Republicans’ worries about losing control of the Senate have continued to mount, Jennifer Haberkorn reports.

The latest from Washington

The Supreme Court turned down GOP appeals to limit time for mail ballots in North Carolina and Pennsylvania, David Savage reported. Three conservative justices — Clarence Thomas, Samuel Alito and Neil Gorsuch — sided with the Republicans, but Chief Justice John Roberts and Justice Brett Kavanaugh sided with the court’s three liberals. The court has sided with the GOP on several other election cases, but Roberts has been trying to keep the justices out of the election fray.

The election isn’t over yet, but already Democrats have begun to jockey for key foreign policy positions in a possible Biden administration, Tracy Wilkinson reports. Former National Security Adviser Susan Rice could be a leading candidate for Secretary of State if the Democrats win and also take control of the Senate. Rice might have difficulty winning confirmation from a Republican Senate.

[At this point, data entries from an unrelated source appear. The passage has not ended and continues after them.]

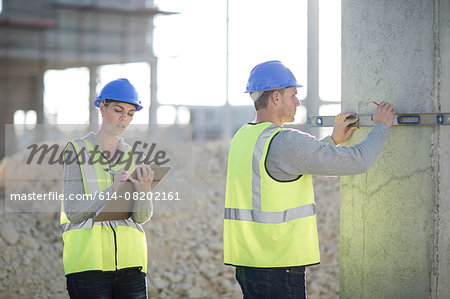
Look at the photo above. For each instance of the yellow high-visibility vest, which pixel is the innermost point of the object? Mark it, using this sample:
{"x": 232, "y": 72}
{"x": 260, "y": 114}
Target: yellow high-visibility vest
{"x": 268, "y": 223}
{"x": 106, "y": 245}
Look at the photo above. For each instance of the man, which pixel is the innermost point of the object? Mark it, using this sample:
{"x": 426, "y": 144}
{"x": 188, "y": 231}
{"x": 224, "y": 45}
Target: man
{"x": 270, "y": 230}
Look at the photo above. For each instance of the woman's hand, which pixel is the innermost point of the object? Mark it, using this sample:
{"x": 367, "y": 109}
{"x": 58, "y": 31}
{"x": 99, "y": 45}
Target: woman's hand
{"x": 145, "y": 174}
{"x": 120, "y": 177}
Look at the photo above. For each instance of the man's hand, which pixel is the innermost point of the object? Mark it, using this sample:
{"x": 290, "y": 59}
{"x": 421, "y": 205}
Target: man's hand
{"x": 385, "y": 114}
{"x": 144, "y": 180}
{"x": 341, "y": 129}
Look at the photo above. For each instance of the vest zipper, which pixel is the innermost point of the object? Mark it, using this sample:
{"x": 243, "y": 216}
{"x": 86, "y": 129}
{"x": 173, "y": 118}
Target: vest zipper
{"x": 115, "y": 245}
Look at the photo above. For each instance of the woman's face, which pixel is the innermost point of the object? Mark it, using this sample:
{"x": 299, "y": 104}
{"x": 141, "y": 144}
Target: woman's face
{"x": 116, "y": 116}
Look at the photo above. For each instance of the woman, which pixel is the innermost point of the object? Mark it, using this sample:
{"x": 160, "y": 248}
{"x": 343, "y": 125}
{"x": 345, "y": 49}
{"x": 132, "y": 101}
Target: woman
{"x": 105, "y": 259}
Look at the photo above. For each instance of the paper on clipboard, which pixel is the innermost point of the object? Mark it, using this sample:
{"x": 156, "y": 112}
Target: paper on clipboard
{"x": 121, "y": 208}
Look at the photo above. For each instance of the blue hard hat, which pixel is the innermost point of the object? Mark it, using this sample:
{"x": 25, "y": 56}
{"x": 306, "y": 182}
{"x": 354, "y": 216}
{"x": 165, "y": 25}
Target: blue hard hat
{"x": 270, "y": 75}
{"x": 119, "y": 90}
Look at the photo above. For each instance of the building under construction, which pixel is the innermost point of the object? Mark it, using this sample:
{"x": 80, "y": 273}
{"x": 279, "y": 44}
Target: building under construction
{"x": 56, "y": 34}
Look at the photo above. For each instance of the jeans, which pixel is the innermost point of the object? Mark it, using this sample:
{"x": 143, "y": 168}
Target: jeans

The Trump administration has dropped the gray wolf from the endangered species list, Anna Phillips reported. The decision is already being challenged by conservation groups.

The U.S. economy rebounded sharply in the third quarter, Don Lee reported, but the resurgent pandemic is threatening the economic recovery.

As part of the COVID-19 response, the administration has doled out billions to drug makers and hospitals with few strings attached, Noam Levey reports.